Hey, how about that? A sequel to Homefront has already been announced. We like to think the wily cats at THQ read this Top 7 in an alternate future, and then used temporal sorcery to beat us to the punch. This one is going in a great direction, too: After Kaos, the original developer, closed its doors, the Homefront franchise found a savior in Crytek. The Crysis developer is known for its visual finesse and bang-zoom action, so it's already a rock-solid start to a second game in a series just begging to meet the standards Kaos couldn't.
The disappointment: Homefront is an ugly, derivative shooter with weak levels, bland missions, and lifeless characters. It spent too much time masturbating all over itself to bother doing anything worthwhile with its interesting story ideas. Any previously established emotional weight winds up undermined by predictable set-pieces – you know you're overdoing the whole "hero survives harrowing fall" set-piece too many times when the characters in the game are making fun of it.
Homefront abuses explosions so heavily, its gameplay just becomes boring. Moments of calm became the bits we enjoyed most, because they weren't shouting in our face. On top of all this, we felt ripped off: just as the plot picked up, Homefront cut to credits.
Why we need a sequel: Homefront was built on a brilliant premise, but it didn't know whether it wanted to have an emotionally devastating story, jaw-dropping set-pieces or killer multiplayer.

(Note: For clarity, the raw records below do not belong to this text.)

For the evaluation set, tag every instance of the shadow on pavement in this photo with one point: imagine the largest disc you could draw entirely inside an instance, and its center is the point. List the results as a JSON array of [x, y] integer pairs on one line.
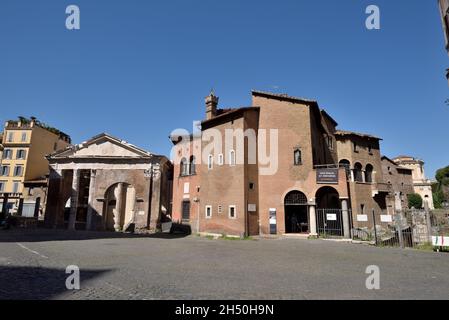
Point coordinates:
[[37, 283], [42, 235]]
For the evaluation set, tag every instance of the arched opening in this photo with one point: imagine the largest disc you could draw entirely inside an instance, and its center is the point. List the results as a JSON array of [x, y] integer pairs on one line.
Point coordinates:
[[329, 213], [327, 198], [347, 166], [118, 212], [296, 217], [369, 173], [358, 172]]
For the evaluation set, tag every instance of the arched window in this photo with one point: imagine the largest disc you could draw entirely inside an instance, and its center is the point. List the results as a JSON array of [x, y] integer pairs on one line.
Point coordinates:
[[369, 173], [192, 165], [232, 158], [184, 167], [297, 157], [347, 165], [358, 172]]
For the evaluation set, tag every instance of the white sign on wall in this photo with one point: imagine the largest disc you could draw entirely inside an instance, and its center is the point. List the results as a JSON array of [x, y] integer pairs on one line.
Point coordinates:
[[362, 218]]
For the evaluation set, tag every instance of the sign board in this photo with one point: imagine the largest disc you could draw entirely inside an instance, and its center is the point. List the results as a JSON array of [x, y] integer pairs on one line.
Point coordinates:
[[362, 218], [252, 207], [327, 176]]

These ideas didn't gel, plus multiplayer was obviously where Kaos' heart was at. The campaign suffered for it. We're behind this property because it could have been something original. With a focus and some delicate balancing, Homefront 2 could continue the meaningful story it failed to tell the first time around.
Above: Some guy does stuff in a place. Isn't it all very interesting?

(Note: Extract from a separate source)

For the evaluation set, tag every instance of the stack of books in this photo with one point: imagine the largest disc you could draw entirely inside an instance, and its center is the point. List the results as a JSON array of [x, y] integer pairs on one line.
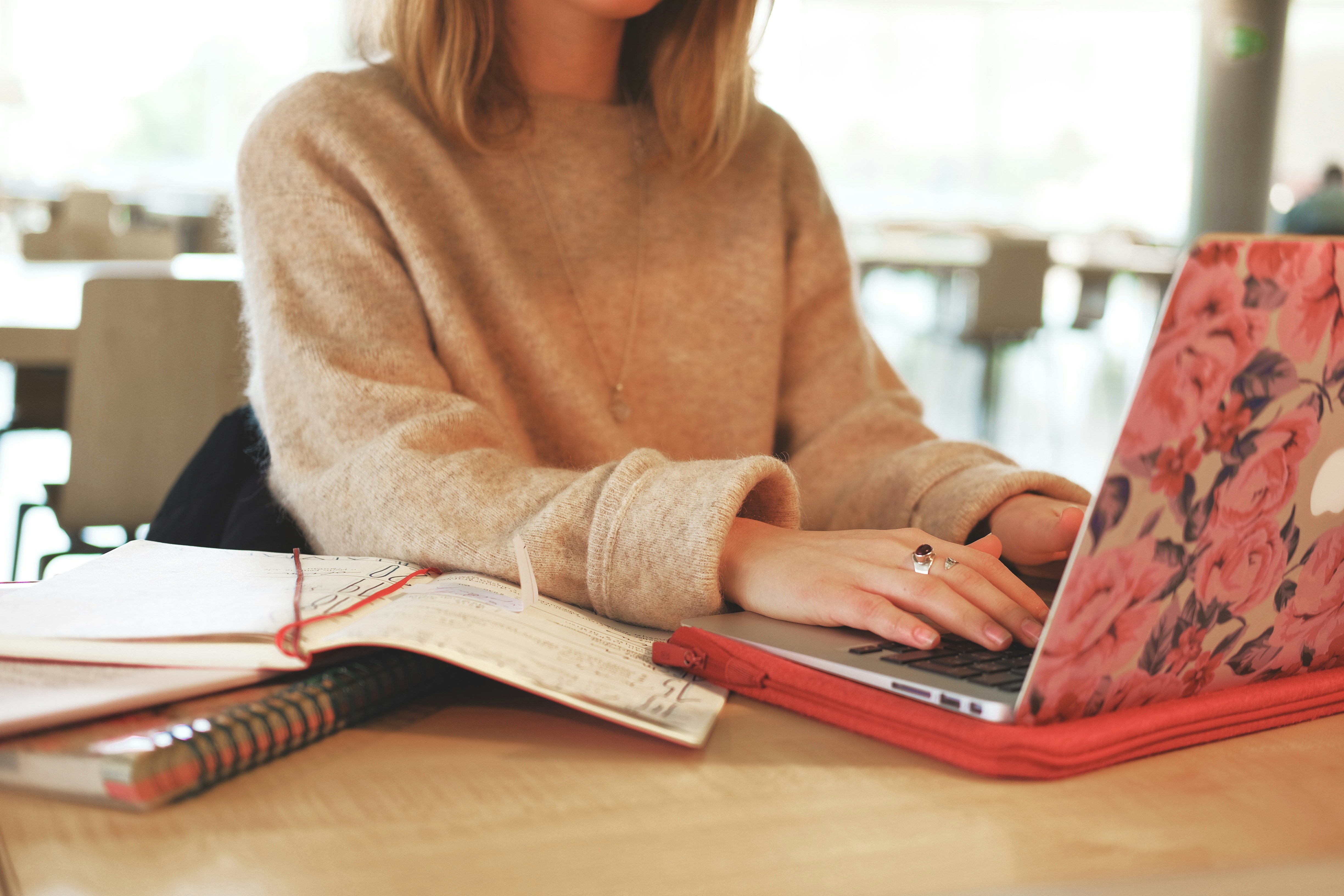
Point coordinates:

On paper, an X-Men RPG is nerd bliss. Aligning with the X-Men or the Brotherhood based on their equally convincing ideals is a hell of a choice for a mutant harnessing his or her own unique new abilities. As you may have gathered, however, X-Men Destiny was a disaster.
The disappointment: Destiny got a few things right. The interactions with its big ol' cast of classic characters are meant for fans – Silicon Knights doesn't waste time explaining who Cyclops is, why Emma Frost is his second in command, or that the Brotherhood is a group of evil jerks. This is for those in the know, and it lets them make choices based on their interactions with an established universe. Beyond that... well, Destiny is a train wreck. The unlockable ability modifiers are largely identical to one another, the dialogue and voice acting are awful, it looks gross, and it's a measly three hours long. Even its role-playing elements are garbage: spending experience points to improve attacks changes the animation, but not the insufferable, sterile combat. Its greatest offense is its seeming desire to not do anything interesting. X-Men Destiny plays, at best, like a creatively bankrupt PlayStation 2 game.
Why we need a sequel: Because we all got a raw deal – gamers, Silicon Knights, Marvel, all of us. X-Men Destiny had the unfortunate fate of releasing suspiciously close to the DVD release of X-Men: First Class. Neither has anything to do with the other, but we're willing to bet Activision allowed this unfinished mess to release because we had Xavier on the brain recently. A sequel, whether or not it's developed by Silicon Knights, could capitalize on the property it's based on instead of timing it to coincide with a mediocre movie. X-Men Destiny blew all of its incredible promise, and the world it threw us into is a killer stepping stone for something special – Professor X is dead, Magneto is super pissed, and San Francisco's been ripped a new one. We desperately want to see somebody execute on it in a way that'll invigorate X-Men and RPG nerds the way the first game should have.